The Integration Imperative

I had the pleasure of reading Suzanne C. Lowe's book, The Integration Imperative: Erasing Marketing and Business Development Silos - Once and for All - in Professional Service Firms. Before reading it, I was struck by David Maister's endorsement, "An amazing blend of insight and in-depth real world examples. All professional firm marketers and managers should read this book." I figured if David put his name to it, it must be valuable. Needless to say, it really is.

While the title suggests a concept with which most of us would agree, there's a difference between agreeing with it and being able to execute it in your organization. Marketing and business development should serve the organization, not the other way around. And they'll be most effective when their efforts are at a minimum, congruous and at best, synergistic. In many organizations, they are neither. Thus the need for such a book.

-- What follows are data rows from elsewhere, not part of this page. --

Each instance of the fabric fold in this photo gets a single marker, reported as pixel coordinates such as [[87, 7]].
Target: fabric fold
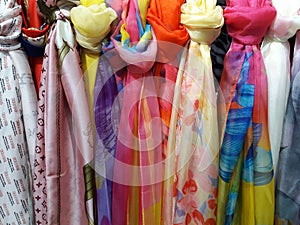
[[92, 23], [137, 169], [246, 184], [171, 36], [194, 138], [17, 122], [287, 188], [64, 140], [275, 45]]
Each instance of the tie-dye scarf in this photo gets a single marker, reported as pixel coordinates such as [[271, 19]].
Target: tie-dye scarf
[[136, 189], [246, 186]]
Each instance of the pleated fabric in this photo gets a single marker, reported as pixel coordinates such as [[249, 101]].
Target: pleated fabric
[[193, 137], [246, 184], [136, 196], [276, 48], [33, 38], [17, 120], [287, 182], [171, 36], [62, 173]]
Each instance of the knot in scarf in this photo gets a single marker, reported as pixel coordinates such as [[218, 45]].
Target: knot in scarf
[[286, 23], [203, 20], [248, 25], [10, 26], [92, 24]]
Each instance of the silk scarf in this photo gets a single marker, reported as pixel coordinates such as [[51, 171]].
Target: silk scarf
[[246, 185], [92, 23], [64, 142], [193, 136], [136, 196], [164, 17], [17, 120], [287, 188], [276, 45], [219, 48], [33, 38]]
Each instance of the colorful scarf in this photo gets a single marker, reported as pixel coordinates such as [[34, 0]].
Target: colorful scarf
[[34, 34], [276, 45], [193, 137], [287, 182], [246, 185], [64, 142], [164, 17], [17, 120], [137, 169]]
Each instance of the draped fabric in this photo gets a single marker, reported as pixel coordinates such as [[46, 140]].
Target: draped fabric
[[246, 185], [92, 23], [62, 173], [136, 196], [276, 48], [193, 137], [164, 17], [33, 38], [17, 122], [287, 182], [219, 48]]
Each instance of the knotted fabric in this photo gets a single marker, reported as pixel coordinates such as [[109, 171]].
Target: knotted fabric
[[193, 137], [137, 169], [276, 48], [34, 34], [18, 119], [287, 182], [164, 17], [64, 140], [246, 186]]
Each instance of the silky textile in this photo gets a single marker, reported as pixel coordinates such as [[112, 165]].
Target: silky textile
[[136, 196], [276, 48], [287, 183], [62, 174], [17, 120], [246, 185], [193, 137]]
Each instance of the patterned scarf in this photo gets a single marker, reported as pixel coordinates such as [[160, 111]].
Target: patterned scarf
[[193, 134], [287, 182], [17, 120], [246, 185], [64, 143], [276, 45]]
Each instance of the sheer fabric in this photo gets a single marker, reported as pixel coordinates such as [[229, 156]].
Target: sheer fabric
[[246, 185]]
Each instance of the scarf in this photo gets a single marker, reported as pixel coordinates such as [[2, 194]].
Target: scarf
[[136, 196], [246, 185], [63, 141], [33, 38], [90, 36], [17, 122], [194, 136], [287, 188], [164, 17], [276, 45]]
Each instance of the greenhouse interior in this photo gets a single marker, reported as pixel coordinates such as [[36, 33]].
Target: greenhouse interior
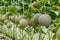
[[29, 19]]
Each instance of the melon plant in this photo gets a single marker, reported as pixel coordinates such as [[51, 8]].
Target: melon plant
[[23, 19]]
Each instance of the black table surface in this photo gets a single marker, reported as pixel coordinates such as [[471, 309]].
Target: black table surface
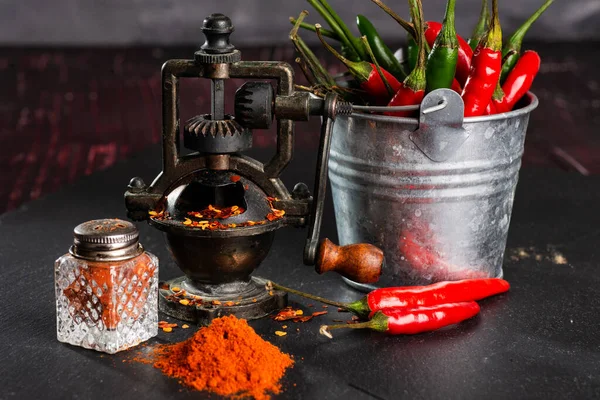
[[539, 340]]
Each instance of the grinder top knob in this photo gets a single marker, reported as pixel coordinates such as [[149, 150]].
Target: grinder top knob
[[217, 49]]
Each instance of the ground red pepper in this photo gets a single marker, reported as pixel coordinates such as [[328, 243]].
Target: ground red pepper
[[227, 358]]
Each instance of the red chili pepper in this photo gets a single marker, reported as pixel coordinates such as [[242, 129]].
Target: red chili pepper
[[413, 321], [465, 53], [519, 81], [408, 297], [366, 74], [437, 293], [485, 69], [412, 90]]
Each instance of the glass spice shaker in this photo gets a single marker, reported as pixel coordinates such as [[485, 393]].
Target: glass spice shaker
[[106, 288]]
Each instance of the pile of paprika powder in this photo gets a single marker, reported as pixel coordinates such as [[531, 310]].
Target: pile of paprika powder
[[227, 358]]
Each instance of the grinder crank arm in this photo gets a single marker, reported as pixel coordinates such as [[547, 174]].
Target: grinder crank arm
[[361, 262]]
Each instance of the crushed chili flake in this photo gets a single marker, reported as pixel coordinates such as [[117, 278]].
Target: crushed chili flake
[[212, 212]]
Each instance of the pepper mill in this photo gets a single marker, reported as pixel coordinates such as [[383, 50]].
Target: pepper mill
[[218, 255]]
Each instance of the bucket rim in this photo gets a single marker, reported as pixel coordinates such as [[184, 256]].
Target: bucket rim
[[532, 105]]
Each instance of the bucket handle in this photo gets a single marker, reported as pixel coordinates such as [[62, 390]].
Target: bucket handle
[[440, 132]]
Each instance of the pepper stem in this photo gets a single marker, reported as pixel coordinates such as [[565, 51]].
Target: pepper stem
[[479, 29], [516, 40], [356, 45], [379, 71], [319, 73], [311, 27], [355, 68], [416, 81], [404, 23], [335, 27], [274, 285], [493, 41], [378, 323]]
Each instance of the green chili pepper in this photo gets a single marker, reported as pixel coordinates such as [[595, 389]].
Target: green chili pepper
[[511, 51], [412, 52], [383, 54], [481, 27], [441, 63]]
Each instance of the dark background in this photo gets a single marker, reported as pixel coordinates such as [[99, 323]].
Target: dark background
[[80, 80]]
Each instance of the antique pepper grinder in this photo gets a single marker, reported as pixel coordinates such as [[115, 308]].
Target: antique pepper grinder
[[219, 209]]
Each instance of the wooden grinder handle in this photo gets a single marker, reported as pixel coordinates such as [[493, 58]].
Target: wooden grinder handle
[[360, 262]]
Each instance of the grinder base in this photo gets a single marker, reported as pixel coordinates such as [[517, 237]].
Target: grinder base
[[182, 299]]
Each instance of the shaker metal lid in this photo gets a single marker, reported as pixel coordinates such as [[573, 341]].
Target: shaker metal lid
[[106, 240]]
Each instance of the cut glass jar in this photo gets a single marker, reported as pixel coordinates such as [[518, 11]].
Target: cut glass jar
[[106, 288]]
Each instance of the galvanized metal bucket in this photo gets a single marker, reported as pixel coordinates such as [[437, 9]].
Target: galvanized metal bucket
[[434, 193]]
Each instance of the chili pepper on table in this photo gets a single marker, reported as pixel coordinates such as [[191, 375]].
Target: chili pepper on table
[[412, 321], [412, 90], [441, 63], [519, 81], [365, 73], [384, 55], [479, 30], [485, 69], [414, 296], [510, 52], [354, 48]]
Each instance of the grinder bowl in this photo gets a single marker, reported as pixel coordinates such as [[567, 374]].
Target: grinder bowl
[[222, 255]]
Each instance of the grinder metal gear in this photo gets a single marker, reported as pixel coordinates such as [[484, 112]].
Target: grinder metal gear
[[216, 254]]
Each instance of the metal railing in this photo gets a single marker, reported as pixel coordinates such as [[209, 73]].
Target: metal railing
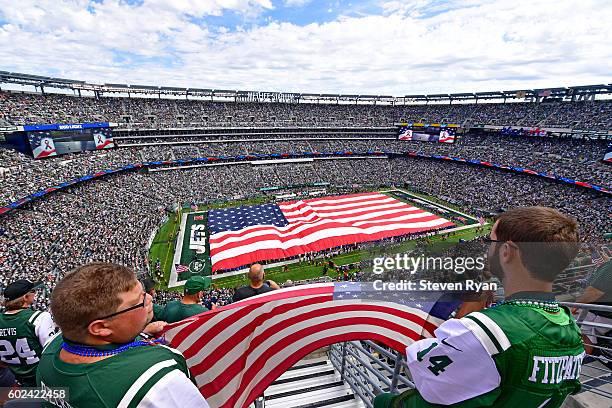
[[370, 369]]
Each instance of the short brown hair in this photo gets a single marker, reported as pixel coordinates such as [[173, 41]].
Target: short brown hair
[[88, 292], [548, 239]]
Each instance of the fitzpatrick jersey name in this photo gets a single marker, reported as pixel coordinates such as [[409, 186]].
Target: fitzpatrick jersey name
[[553, 370]]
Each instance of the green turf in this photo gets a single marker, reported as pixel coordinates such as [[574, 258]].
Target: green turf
[[163, 248], [308, 271]]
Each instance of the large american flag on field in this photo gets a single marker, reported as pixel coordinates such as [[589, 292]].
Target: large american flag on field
[[243, 235], [237, 351]]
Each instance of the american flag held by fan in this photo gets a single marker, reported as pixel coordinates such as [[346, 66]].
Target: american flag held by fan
[[237, 351]]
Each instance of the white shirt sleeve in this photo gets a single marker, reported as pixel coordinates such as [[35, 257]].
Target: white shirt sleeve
[[445, 368], [173, 390], [44, 327]]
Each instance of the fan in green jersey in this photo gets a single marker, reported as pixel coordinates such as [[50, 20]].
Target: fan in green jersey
[[523, 352], [190, 304], [149, 286], [101, 308], [23, 331]]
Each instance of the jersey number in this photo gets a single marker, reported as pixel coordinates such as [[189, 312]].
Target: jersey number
[[438, 363], [22, 348]]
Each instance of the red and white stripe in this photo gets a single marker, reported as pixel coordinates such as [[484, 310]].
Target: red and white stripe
[[237, 351], [321, 223]]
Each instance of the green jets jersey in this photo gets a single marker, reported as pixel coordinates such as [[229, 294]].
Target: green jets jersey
[[176, 311], [22, 336], [503, 357], [146, 376], [157, 312]]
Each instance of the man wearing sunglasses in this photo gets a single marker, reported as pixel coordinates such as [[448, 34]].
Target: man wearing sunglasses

As I mentioned in my last post, Lowe has written more than a book that one reads and puts back on the shelf. It's a valuable resource, grounded in extensive research, worthy of constant reference for the professional services firm seeking to maximize its marketing and business development efforts. (By the way, its utility extends to any type organization). Lowe reminds us of the importance of believing and pursuing a mission and vision for our organization that's larger than ourselves. I can't think of a more valuable resource for the professional services firm - particularly during these tough economic times.

It reminds me of a book called The Customer Comes Second by Hal Rosenbluth and Diane McFerrin Peters in that the concept is so simple, one wonders what the rest of the book could be about. I was amazed at the extent to which Rosenbluth's firm so consistently and completely delivered on its philosophy. As a result, I kept the book on my desk, constantly referring to it for new ideas and insights. The more I looked at it, the more I discovered. From my perspective, The Integration Imperative achieves the same result.

I'd recommend getting a copy and keeping it close at hand. Mine sits right next to Hal's book.